House panel eyes reparations

WASHINGTON (AP) — Lawmakers on Wednesday held the first congressional hearing in more than a decade on reparations, spotlighting the debate over whether the United States should consider compensation for the descendants of slaves in the United States.

The witnesses at the House Judiciary subcommittee included actor and activist Danny Glover, writer Ta-Nehisi Coates and Sen. Cory Booker of New Jersey, a Democratic presidential candidate.

Coates, who drew new attention to the issue with his essay “The Case for Reparations,” published in The Atlantic magazine in 2014, told the panel “it’s impossible to imagine America without the inheritance of slavery.”

“The matter of reparations is one of making amends and direct redress but is also a question of citizenship,” Coates said.

But another writer Coleman Hughes, who at times testified over boos from the audience, said black people don’t need “another apology,” but safer neighborhoods, better schools, a less punitive criminal justice system and better health care.

“None of these things can be achieved through reparations for slavery,” said Hughes, who added that he is the descendant of blacks enslaved at Thomas Jefferson’s Monticello.

The hearing comes amid a growing discussion in the Democratic Party about reparations.

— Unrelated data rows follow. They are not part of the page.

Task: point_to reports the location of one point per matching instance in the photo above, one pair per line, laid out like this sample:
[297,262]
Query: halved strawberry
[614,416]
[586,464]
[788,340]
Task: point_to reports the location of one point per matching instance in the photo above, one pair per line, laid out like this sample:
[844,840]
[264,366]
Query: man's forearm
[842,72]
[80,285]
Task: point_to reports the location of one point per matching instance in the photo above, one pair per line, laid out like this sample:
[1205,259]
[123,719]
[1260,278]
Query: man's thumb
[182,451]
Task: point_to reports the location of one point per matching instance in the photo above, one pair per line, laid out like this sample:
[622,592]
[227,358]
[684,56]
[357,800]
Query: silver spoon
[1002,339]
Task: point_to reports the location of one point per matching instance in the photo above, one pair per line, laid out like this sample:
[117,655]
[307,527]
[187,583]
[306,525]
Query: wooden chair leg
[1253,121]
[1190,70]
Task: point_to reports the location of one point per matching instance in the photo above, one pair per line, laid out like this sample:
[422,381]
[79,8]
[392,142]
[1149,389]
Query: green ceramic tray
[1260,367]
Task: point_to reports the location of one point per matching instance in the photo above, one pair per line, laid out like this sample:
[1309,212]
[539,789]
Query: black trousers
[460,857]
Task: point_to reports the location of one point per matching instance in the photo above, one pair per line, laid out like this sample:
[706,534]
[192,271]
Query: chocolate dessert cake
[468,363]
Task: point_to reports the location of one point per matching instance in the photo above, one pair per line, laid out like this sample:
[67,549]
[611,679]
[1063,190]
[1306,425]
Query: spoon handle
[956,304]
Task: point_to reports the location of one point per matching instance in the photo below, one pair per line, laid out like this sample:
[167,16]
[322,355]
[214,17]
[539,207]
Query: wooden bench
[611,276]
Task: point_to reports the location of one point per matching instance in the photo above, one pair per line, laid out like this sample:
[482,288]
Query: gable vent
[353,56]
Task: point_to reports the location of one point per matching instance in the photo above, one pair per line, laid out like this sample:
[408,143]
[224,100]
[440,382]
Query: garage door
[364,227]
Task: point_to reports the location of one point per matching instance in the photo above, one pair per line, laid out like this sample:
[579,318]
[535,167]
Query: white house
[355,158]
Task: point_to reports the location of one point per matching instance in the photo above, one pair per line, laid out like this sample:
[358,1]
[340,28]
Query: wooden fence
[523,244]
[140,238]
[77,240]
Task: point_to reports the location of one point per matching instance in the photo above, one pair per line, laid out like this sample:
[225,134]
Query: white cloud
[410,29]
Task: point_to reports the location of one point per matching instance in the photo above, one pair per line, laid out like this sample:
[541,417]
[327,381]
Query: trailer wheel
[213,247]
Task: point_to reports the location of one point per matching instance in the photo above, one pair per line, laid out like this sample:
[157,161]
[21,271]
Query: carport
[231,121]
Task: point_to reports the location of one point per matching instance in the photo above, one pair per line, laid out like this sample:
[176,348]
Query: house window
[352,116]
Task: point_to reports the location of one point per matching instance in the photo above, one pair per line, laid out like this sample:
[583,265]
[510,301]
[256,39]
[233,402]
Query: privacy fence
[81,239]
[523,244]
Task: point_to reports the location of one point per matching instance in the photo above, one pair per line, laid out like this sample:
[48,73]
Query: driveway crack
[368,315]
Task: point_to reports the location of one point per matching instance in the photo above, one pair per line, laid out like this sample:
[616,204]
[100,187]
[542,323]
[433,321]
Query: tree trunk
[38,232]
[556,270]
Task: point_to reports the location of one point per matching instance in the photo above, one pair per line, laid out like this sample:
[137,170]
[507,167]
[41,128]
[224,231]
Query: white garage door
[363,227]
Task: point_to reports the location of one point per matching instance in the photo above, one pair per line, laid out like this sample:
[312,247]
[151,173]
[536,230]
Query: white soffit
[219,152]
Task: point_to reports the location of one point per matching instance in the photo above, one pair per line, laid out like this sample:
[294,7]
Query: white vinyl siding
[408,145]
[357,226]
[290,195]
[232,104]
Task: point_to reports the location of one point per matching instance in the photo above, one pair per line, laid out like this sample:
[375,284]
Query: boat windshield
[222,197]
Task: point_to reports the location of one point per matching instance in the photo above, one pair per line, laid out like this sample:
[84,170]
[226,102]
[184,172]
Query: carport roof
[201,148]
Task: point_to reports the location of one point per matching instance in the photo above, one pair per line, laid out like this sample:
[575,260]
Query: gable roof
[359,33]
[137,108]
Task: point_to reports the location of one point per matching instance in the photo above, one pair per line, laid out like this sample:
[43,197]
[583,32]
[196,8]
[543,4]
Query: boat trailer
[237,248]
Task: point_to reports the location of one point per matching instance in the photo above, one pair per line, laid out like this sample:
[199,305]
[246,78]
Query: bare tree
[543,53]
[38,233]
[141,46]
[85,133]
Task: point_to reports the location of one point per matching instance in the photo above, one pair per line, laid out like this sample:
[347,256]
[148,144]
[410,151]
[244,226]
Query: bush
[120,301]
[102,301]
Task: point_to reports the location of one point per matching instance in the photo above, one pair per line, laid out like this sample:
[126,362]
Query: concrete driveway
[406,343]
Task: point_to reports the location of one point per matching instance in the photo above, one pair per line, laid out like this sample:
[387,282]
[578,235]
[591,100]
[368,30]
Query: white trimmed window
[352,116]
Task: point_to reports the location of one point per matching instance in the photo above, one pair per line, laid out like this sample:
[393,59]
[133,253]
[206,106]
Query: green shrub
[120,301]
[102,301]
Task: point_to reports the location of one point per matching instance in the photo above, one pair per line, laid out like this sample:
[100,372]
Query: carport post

Several of the party’s presidential candidates have endorsed looking at the idea, though they have stopped short of endorsing direct payouts for African Americans.

Rep. Sheila Jackson Lee of Texas, who became the sponsor of a measure to study reparations after the retirement of Rep. John Conyers, said black Americans “are the only group that can singularly claim to have been slaves under the auspices of the United States government.” She said Wednesday’s hearing “is not a symbolic action,” but about legitimate legislation that should be signed into law.

“I just simply ask: Why not and why not now?” she said to a packed hearing room.

Visitors lined up to attend. Abibat Rahman-Davies, 20, from Southern California, said she was waiting more than two hours.

“I think that this has been a part of history that we’ve ignored for too long so it’s very important for me to be here and to see this part recognized,” she said.

While reparations has been moving toward the mainstream of the Democratic Party, the idea remains far from widely accepted, both among Democrats and the public at large.

Booker, who testified first, said the U.S has “yet to truly acknowledge and grapple with the racism and white supremacy that tainted this country’s founding and continues to cause persistent and deep racial disparities and inequality.”

“The stain of slavery was not just inked in bloodshed . but in policies that have disadvantaged African Americans for generations,” he said.

In a Point Taken-Marist poll conducted in 2016, 68 percent of Americans said the country should not pay cash reparations to African American descendants of slaves to make up for the harm caused by slavery and racial discrimination. About 8 in 10 white Americans said they were opposed to reparations, while about 6 in 10 black Americans said they were in favor.

Rep. Mike Johnson of Louisiana, the top Republican on the panel, said he respects the beliefs of those who support reparations. He called America’s history with slavery “regrettable and shameful.”

But he said paying monetary reparations for the “sins of a small subset of Americans from many generations ago” would be unfair, difficult to carry out in practice and, in his view, likely unconstitutional.

House Majority Leader Steny Hoyer on Wednesday called reparations a “serious issue” and said he expects the resolution will see a vote in the House, but it appears to have no chance of advancing in the Senate.

Senate Majority Leader Mitch McConnell said Tuesday that he opposes reparations, telling reporters: “I don’t want reparations for something that happened 150 years ago. We’ve tried to deal with the original sin of slavery by passing civil rights legislation” and electing an African American president, Barack Obama.